I will keep updating this post with new issues that worth the tale so I hope not a lot… If you encountered some of them or have information/ideas/theories please share in the comments!
Issue #1: A taste of apocalypse
The first issue I encountered was really bad. Whenever the connection servers would lose connectivity to vCenter, even for a short amount of time, everything would go awol. Errors all over the place, no provisioning, a real battlefield with body parts everywhere. Proper messy. The only way to fix it was to shut down everything in the right order and power it back on. Not “ideal” in production… VMware later provided us with a hotfix and it’s been ok since then. Fingers crossed.
Issue #2: Pickaboo
Then we ran into hardware problems with customized VSAN ready nodes where they would just disconnect from vCenter causing a bunch of problems. What happens is that somehow the local ESXi boot disk goes missing (hence the pickaboo). This event would cause ESXi to try to bring the disk back online over and over again, eventually using up all the allocated memory causing hostd and vpxa to crash dramatically. At least that’s my best theory that the VMware support confirmed with a (not convincing at all) “It makes sense”.

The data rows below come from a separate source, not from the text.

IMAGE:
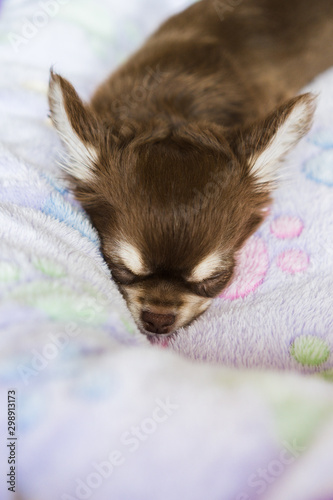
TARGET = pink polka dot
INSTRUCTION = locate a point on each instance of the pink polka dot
(293, 261)
(286, 227)
(252, 266)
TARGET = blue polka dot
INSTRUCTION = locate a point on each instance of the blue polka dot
(320, 168)
(60, 209)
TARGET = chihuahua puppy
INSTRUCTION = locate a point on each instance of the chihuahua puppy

Funnily enough VSAN would still work fine and the VMs on it too so there’s that… ESXi could still run as it’s loaded in RAM but no logs persist as they are store on local disk. The only way to troubleshoot was the real time vmkernel log in the DCUI (alt+F12). After reviewing the logs I found a lot of records pointing the finger at the storage controller of the 2 dedicated boot disks. (This controller is the “customized” bit of the ready node - certified by the vendor - or is it?)
VMware confirmed and recommended to upgrade the firmware driver of this controller to the latest version which I did. The issue hasn’t come back yet but it’s not been long so I’m not putting my money on it - This is a case of wait and see.
Issue #3: Because why not
This third riot is rather fresh. I was happily updating the VMtools and compatibility of the connection server VMs in the second pod after our 6.5 migration. One by one. Every time I wait for it to come back to green in the admin console and I move on to the next one. I was laughing.
Then I moved to the other pod. Same process, everything goes smoothly. There’s only one that I don’t upgrade as there’s a bunch of users connected in tunneling mode, no biggy. Thought to myself “Cool almost done” but then the “Problem vCenter VMs” count started incrementing along with error events but all components were green… oh oh. VMs provisioned would go in “Provisioning error” and VM deletion in “Error (missing)”. Both suggesting an authentication problem, weird. I even got some of them in “Error” with a magnificent error message ‘java.lang.IllegalArgumentException: cachedVM == null’. Thanks, so what am I supposed to do with that exactly? I never found it on google, only a few hits that resembled it that suggested Invalid object in the ADAM database. I looked at it but couldn’t find any oddity (although I didn’t know what I was after so…). I checked the replication with repadmin which showed that everything was OK.
Luckily the second pod was fine so there was no doomsday kind of emergency but I didn’t sleep well. This time we managed to bring everything back online by shutting down all the connection servers in the pod one by one, and then powering them back on. It is still a mystery to me why things got bad and why the “let’s call it a reset” of the connection servers fixed it… I opened a case with VMware and will keep this post updated if/when new relevant information comes in.